This problem is from Velleman's "How to prove it" Sec 4.6 Prob 17. I'm stuck at a point
Suppose $\mathcal{F}$ and $\mathcal{G}$ are paritions of a set $A$. Define a new family of sets $\mathcal{F}\cdot\mathcal{G}$ as follows:
$\mathcal{F}\cdot\mathcal{G} = \{Z \in\mathscr{P}(A) \mid Z\neq\emptyset \text{ and } \exists X\in\mathcal{F}, \exists Y\in\mathcal{G}\,(Z=X\cap Y)\}$
Prove that $\mathcal{F}\cdot\mathcal{G}$ is a partition of set $A$.
It is obvious that $\mathcal{F}\cdot\mathcal{G}$ is pairwise disjoint and that $\emptyset\notin\mathcal{F}\cdot\mathcal{G}$.
For proving $\cup_{Z\in\mathcal{F}\cdot\mathcal{G}} Z = A$, I'm proving LHS is a subset of RHS and vice versa. I'm stuck at the evaluation of $\cup_{Z\in\mathcal{F}\cdot\mathcal{G}} (X\cap\ Y)$ by using distributive property of union over intersection as cardinality of $\mathcal{F}\cdot\mathcal{G}$,$\mathcal{F}$ and $\mathcal{G}$ may not be same.

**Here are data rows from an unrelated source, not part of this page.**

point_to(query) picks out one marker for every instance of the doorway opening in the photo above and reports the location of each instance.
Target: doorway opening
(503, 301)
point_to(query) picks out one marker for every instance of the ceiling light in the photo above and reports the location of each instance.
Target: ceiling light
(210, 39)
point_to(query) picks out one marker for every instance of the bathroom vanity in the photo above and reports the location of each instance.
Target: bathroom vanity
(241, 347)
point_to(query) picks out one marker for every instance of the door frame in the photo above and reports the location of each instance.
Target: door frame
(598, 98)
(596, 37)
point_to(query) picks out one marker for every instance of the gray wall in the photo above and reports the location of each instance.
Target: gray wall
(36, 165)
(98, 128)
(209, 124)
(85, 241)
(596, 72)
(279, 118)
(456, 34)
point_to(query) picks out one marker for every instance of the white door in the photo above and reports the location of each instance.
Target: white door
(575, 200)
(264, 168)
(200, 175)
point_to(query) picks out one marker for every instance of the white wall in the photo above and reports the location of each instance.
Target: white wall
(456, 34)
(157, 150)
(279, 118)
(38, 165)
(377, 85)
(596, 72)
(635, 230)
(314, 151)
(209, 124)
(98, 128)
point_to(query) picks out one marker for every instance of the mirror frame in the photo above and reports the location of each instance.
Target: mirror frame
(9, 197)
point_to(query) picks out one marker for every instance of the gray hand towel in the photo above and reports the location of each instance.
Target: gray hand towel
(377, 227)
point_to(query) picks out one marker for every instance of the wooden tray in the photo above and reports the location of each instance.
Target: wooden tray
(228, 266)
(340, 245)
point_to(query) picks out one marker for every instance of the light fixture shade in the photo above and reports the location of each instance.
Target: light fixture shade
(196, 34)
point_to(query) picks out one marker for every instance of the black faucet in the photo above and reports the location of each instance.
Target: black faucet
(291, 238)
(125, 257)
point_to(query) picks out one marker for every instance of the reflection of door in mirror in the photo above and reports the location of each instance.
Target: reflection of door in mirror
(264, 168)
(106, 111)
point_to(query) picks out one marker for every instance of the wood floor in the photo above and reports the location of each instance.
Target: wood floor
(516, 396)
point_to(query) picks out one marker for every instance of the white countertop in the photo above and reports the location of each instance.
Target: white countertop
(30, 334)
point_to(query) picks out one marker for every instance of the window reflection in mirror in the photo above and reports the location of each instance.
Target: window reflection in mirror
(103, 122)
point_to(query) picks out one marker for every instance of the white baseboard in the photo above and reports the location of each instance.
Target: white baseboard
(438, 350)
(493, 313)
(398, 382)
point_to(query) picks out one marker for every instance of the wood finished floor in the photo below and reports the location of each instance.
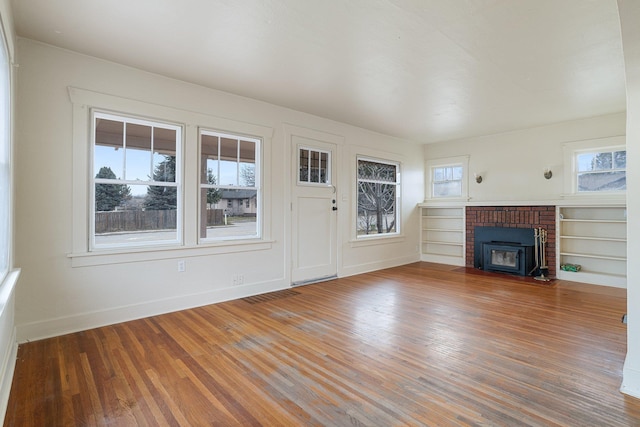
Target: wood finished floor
(422, 344)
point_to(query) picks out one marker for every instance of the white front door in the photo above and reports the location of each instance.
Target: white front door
(314, 211)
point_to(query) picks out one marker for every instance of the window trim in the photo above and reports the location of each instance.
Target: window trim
(178, 183)
(6, 170)
(398, 199)
(571, 151)
(257, 186)
(83, 101)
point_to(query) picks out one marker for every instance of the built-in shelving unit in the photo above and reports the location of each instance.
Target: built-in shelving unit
(442, 235)
(593, 237)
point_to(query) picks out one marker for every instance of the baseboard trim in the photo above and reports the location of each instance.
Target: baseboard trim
(80, 322)
(6, 374)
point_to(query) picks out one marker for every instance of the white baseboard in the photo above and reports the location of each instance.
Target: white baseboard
(377, 265)
(630, 380)
(81, 322)
(7, 369)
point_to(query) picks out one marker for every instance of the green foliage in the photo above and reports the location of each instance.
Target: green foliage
(109, 196)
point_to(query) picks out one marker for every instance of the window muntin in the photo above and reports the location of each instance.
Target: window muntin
(229, 186)
(314, 166)
(378, 198)
(136, 182)
(5, 160)
(446, 181)
(601, 171)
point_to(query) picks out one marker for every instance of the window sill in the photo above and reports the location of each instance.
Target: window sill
(122, 256)
(377, 240)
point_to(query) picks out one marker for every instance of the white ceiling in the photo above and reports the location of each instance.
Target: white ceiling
(427, 70)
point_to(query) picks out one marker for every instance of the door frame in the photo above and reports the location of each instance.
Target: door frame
(291, 131)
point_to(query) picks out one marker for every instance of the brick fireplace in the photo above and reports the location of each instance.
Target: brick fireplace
(512, 217)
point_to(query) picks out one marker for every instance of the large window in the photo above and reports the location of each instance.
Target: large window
(378, 197)
(229, 186)
(5, 161)
(136, 197)
(602, 170)
(446, 181)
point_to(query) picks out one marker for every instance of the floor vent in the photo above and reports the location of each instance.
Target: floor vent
(271, 296)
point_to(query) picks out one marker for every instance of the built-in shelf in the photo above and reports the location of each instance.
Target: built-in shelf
(593, 237)
(442, 234)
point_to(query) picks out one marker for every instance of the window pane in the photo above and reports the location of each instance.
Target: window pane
(447, 189)
(164, 146)
(457, 172)
(620, 160)
(228, 161)
(376, 171)
(210, 155)
(602, 181)
(138, 152)
(233, 215)
(247, 163)
(304, 165)
(109, 146)
(376, 208)
(125, 216)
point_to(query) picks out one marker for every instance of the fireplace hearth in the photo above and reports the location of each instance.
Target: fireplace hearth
(504, 250)
(505, 257)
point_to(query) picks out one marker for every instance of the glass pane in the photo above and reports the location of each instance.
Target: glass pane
(376, 208)
(324, 162)
(620, 160)
(109, 147)
(376, 171)
(228, 161)
(165, 170)
(447, 189)
(247, 163)
(438, 174)
(210, 155)
(164, 146)
(126, 216)
(138, 152)
(304, 165)
(457, 172)
(232, 216)
(602, 181)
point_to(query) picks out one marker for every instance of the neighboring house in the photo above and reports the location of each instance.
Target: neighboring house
(238, 202)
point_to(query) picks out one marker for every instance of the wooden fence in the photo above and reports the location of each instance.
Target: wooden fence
(114, 221)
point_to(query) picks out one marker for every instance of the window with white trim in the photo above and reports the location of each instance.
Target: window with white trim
(447, 178)
(136, 182)
(601, 171)
(447, 181)
(229, 182)
(5, 160)
(378, 197)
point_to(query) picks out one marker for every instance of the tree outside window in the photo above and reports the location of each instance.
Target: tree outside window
(378, 195)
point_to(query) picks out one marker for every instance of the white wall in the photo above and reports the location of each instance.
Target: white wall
(629, 17)
(56, 298)
(512, 164)
(8, 344)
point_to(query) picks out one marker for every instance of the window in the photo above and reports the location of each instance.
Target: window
(136, 196)
(378, 197)
(598, 171)
(314, 166)
(229, 177)
(5, 161)
(447, 181)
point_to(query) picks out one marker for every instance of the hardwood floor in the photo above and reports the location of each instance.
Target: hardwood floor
(422, 344)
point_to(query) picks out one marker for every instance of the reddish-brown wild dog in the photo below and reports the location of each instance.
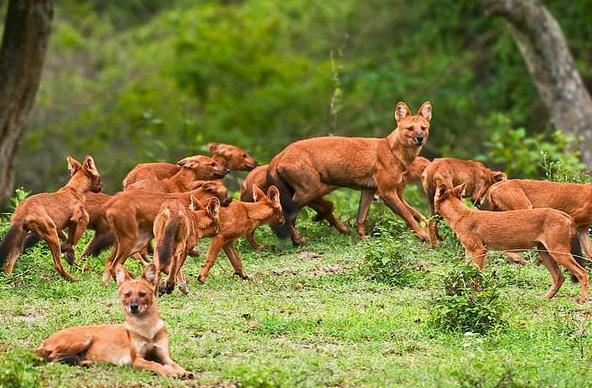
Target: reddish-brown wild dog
(142, 341)
(233, 158)
(177, 229)
(574, 199)
(131, 216)
(309, 169)
(47, 214)
(548, 230)
(240, 219)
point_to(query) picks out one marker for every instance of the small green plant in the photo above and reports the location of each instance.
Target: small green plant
(469, 301)
(391, 256)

I don't want to prove it by proving the relation over A induced by $\mathcal{F}\cdot\mathcal{G}$ as an equivalence relation as it is alluded to in problem 19 of the same excercise.
Let $a$ be an arbitrary element of $A$.
Then $a\in X$ for some $X\in\mathcal F$ and $a\in Y$ for some $Y\in\mathcal G$.

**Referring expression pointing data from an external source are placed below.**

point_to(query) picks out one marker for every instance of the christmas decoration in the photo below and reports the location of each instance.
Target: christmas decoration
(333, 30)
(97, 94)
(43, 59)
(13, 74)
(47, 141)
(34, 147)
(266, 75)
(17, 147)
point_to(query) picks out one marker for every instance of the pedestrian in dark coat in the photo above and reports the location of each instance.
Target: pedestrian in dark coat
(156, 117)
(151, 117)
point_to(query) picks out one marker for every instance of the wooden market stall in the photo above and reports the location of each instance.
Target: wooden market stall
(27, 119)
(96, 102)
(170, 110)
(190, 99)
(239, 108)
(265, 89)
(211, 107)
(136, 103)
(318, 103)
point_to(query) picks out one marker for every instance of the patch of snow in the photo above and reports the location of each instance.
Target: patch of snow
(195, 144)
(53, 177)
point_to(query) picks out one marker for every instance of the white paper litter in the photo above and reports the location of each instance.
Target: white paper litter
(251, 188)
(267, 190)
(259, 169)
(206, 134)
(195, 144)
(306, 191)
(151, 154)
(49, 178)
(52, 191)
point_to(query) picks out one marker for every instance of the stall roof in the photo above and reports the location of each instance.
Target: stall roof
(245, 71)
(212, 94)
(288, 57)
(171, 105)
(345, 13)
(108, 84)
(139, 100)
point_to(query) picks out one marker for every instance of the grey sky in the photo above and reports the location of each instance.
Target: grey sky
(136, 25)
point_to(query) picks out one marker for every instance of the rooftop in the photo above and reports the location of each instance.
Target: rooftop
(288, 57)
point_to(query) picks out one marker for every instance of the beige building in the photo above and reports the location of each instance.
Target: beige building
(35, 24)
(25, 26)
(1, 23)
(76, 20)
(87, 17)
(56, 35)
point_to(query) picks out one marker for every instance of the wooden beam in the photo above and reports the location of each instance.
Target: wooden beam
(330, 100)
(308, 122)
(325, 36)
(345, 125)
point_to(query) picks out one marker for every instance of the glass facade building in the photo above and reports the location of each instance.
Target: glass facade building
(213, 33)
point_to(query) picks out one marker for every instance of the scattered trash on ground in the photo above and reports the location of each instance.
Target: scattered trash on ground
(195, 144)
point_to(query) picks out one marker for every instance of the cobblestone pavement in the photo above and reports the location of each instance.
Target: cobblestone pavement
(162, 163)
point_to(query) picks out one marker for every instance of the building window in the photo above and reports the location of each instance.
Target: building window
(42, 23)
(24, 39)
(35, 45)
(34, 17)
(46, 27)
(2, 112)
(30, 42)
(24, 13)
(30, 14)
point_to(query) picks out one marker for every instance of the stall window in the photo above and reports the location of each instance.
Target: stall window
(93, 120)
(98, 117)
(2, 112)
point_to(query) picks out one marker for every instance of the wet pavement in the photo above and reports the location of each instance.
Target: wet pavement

We conclude that $a\in X\cap Y\in\mathcal F\cdot\mathcal G$ which proves that $\mathcal F\cdot\mathcal G$ covers $A$.
Conversely every set $Z\in\mathcal F\cdot\mathcal G$ is evidently a subset of $A$ so that $\bigcup(\mathcal F\cdot\mathcal G)\subseteq A$.